Elisa voulait en fait nous présenter "Les marécages" du même auteur, mais un désherbage se serait produit dans sa bibliothèque...

Emmanuel n'a pas vraiment aimé "Novecento : pianiste", un roman d'Alessandro Baricco. Une fable philosophique dirait-on. L'histoire du pianiste Novecento qui naît, grandit et vit sur un Paquebot, et n'en descend jamais. Il compose et joue des musiques extraordinaires. Si bien qu'on le fait concourir avec d'autres pianistes, mais il gagne toujours.
Un sentiment de solitude finit par le gagner. "Tu m'étonnes !" Un ami propose à Novecento de descendre du bateau. Notre héro accepte l'idée et veut descendre à New-York. Pour voir la mer...Comme si sur terre le panoramique était différent.
Lorsqu'il met pied à terre, il ne veut pas partir. Et remonte. Il a peur de cette ville, de ces villes, de ces chemins qui se succèdent, de ce réseau interminable. Comme une phobie de l'infini qui contraste avec l'espace bien délimité de son paquebot.

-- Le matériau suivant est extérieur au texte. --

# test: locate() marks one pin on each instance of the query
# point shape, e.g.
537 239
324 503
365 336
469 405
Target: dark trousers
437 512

Et puis ce sera la guerre et le Paquebot sera réquisitionné comme bateau hopital...A vous de découvrir la fin.
      

 

  

"Quel est Mon noM ?" de Melvil Poupaud est le livre que le tenancier a présenté. Pas vraiment un livre, ni une autobiographie. Melvil Poupaud évoque ses souvenirs à travers différentes périodes de sa vie. Son enfance entourée de sa mère Chantal et de son frère Yarol. L'adolescence. La vie d'adulte...A travers ses rencontres dans le cinéma (Raoul Ruiz, Eric Rohmer...) ou dans sa vie personnelle (Chiara Mastroiani, sa femme...), il use de ces miroirs pour comprendre qui il est, comment il s'est construit. Comme une quête de soi. Car finalement il est devenu plus facile de savoir jouer un autre dans son métier d'acteur.

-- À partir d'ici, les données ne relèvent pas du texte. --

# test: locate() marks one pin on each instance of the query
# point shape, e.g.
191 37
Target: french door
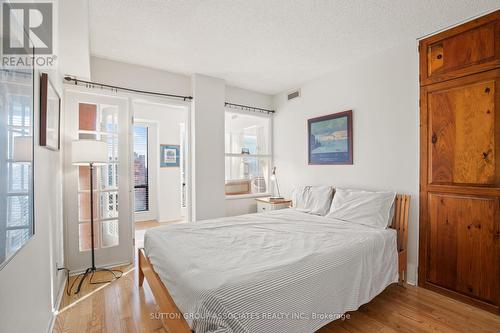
103 118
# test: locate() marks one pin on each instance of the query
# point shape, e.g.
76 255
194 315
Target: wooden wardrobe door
463 245
463 138
459 249
461 51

Pour autant on ne peut pas réduire ce bouquin à une autobiographie. Tout au long du livre, il y a une nouvelle qui vient entrecouper ses souvenirs. Les entrecouper, ou peut-être à l'inverse apporter du lien entre eux ? Ensuite comme pour aider les souvenirs à refaire surface, l'auteur a incrusté des photos prises par lui-même ou des proches, des cartes postales, des lettres, un scénario, des bouts de chanson...comme s'il nous ouvrait sa boite à trésors. Du coup, on bute sur des éléments hétérogènes. Mais après tout la vie et la manière dont une personne se construit sont peut-être ainsi.

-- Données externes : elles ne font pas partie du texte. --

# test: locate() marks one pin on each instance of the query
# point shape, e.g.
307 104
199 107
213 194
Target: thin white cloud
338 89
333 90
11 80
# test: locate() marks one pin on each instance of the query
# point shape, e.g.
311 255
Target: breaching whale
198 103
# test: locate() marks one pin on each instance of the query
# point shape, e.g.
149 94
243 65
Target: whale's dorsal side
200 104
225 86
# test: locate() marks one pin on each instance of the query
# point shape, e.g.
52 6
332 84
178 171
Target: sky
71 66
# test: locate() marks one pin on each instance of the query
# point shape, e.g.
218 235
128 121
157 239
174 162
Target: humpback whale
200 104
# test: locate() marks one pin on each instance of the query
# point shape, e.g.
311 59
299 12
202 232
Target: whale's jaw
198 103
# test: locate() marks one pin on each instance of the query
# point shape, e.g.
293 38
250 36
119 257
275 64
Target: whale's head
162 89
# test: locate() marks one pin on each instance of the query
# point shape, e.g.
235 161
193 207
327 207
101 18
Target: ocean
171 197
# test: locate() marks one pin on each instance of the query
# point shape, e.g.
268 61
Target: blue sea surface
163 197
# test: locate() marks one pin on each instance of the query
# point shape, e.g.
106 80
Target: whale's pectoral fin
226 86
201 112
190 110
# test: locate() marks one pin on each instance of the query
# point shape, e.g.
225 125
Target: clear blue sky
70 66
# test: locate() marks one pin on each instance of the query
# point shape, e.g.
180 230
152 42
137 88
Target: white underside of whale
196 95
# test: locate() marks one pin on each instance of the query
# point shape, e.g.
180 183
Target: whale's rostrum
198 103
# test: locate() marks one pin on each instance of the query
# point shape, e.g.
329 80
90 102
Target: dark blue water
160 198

C'est une traversée de 30 ans de sa vie pour comprendre comment il s'est façonné. Si "La vie devant soi" est un chef d'oeuvre d'écriture, on ne peut pas dire cela de cette vie derrière soi... Parce qu'on n'a pas l'habitude de ces fragments ? Ce livre est autre chose. A lire comme une volonté funambule d'aller sans savoir.
 
                               
 
 
On a aussi évoqué "Barrage contre le Pacifique" de Marguerite Duras qui raconte l'histoire de sa mère, lorsqu'elle vivait en Indochine avec Marguerite Duras enfant et son frère. Et puis z'aussi "Le choix de Sophie" de William Styron, belle écriture, violence de l'histoire ou de l'Histoire. Posant tout un tas de questions sur la foi, la nature humaine...
 
Enfin on a discuté de tout de rien, parlé bio, architecture, musique...On a échangé des idées, des sourires, des opinions et des rires. Au dire des voisins, l'appartement n'a pas meilleure réputation.